A press release from Dan La Botz, former US Senate candidate for the Socialist Party, sent via email:
Supporters of the Dan La Botz, Socialist for Senate campaign of 2010 met in Columbus, Ohio over the weekend to found a new organization and launch a campaign to fight for jobs and public services in Ohio—and they pledged to resist the policies of Republic Governor-elect John Kasich. Dan La Botz was the Socialist Party candidate for the U.S. Senate in Ohio in November 2010 and received 25,000 votes.
The 23 labor and movement activists from cities throughout Ohio created the Buckeye Socialist Network (there will soon be a BuckeyeSocialist.org website). The Network’s first campaign is called DEFEND OHIO and will focus on defending public employees’ jobs and public services.
“Governor Kasich has unleashed a class war in Ohio,” said Dan La Botz. “And we intend to fight back. Kasich’s inauguration is the ideal occasion for Ohio’s working people to protest in at the Capital in Columbus and to show the governor that he is going to face four years of fierce resistance by unions and social movements.

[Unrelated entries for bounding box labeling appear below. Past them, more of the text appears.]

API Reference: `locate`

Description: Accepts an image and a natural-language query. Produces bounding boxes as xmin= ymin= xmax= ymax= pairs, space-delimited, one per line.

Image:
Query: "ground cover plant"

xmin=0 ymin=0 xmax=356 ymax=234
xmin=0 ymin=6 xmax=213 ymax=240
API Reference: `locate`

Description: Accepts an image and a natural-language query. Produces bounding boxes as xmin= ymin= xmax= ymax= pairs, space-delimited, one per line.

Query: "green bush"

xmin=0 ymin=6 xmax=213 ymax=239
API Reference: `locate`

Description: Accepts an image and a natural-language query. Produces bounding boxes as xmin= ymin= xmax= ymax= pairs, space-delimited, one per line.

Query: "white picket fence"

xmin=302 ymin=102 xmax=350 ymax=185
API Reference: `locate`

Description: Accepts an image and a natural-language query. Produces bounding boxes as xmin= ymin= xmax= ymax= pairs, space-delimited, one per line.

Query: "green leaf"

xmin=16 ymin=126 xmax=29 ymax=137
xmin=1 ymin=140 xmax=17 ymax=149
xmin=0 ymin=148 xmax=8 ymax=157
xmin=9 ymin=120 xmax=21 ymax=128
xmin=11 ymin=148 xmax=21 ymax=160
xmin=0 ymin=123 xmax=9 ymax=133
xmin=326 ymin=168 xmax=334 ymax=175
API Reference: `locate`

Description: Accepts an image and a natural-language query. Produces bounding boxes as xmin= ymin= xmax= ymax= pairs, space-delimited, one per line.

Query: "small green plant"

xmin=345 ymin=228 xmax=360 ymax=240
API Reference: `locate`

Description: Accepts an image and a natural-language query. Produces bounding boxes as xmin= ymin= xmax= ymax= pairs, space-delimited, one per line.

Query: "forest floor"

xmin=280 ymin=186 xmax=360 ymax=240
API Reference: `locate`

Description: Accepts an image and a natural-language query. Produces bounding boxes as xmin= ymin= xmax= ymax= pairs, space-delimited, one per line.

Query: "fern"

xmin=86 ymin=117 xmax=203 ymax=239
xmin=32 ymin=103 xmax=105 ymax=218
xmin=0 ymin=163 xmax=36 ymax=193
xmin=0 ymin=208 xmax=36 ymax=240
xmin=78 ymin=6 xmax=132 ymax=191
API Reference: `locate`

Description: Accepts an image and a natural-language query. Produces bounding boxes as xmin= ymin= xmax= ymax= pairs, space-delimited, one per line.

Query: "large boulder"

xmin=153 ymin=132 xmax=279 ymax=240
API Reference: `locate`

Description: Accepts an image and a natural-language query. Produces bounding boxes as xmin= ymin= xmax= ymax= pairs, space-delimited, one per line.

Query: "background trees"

“Kasich,” said La Botz, “pledged to revoke the union organizing rights of home care and child care workers in Ohio. This is a vicious and despicable attack on the some of the state’s hardest working and lowest paid workers. And it is not so different from President Obama’s recent promise to freeze the wages of Federal employees. These attacks on public employees parallel the private employers drive for two-tier labor contracts intended to lower wages and they parallel attacks on social programs for low-income people in our society.
“We will be organizing working people to fight to defend public employees’ jobs, their wages, and their right to unionize. We will be fighting to defend all of the many services that these workers—teachers, social workers, water workers, garbage collectors, and so many others—provide. In doing so, we will be beginning the right to rebuild the power of unions in Ohio.”
Union members from the Teamsters, American Federation of State, County and Municipal Employees, American Federation of Government Employees, Communication Workers of America, and United Food and Commercial Workers were among those in attendance at the founding meeting of the Buckeye Socialist Network. Representatives from Cleveland, Columbus, Cincinnati, Dayton/Yellow Springs, Canton, and New Philadelphia attended the half-day meeting.
While the La Botz campaign organization called the meeting, the Buckeye Socialist Network will be an autonomous organization. Members of several different political groups attended the founding meeting including members of the Socialist Party, Solidarity, the Democratic Socialist of America, the Green Party, and the Ohio State Labor Party.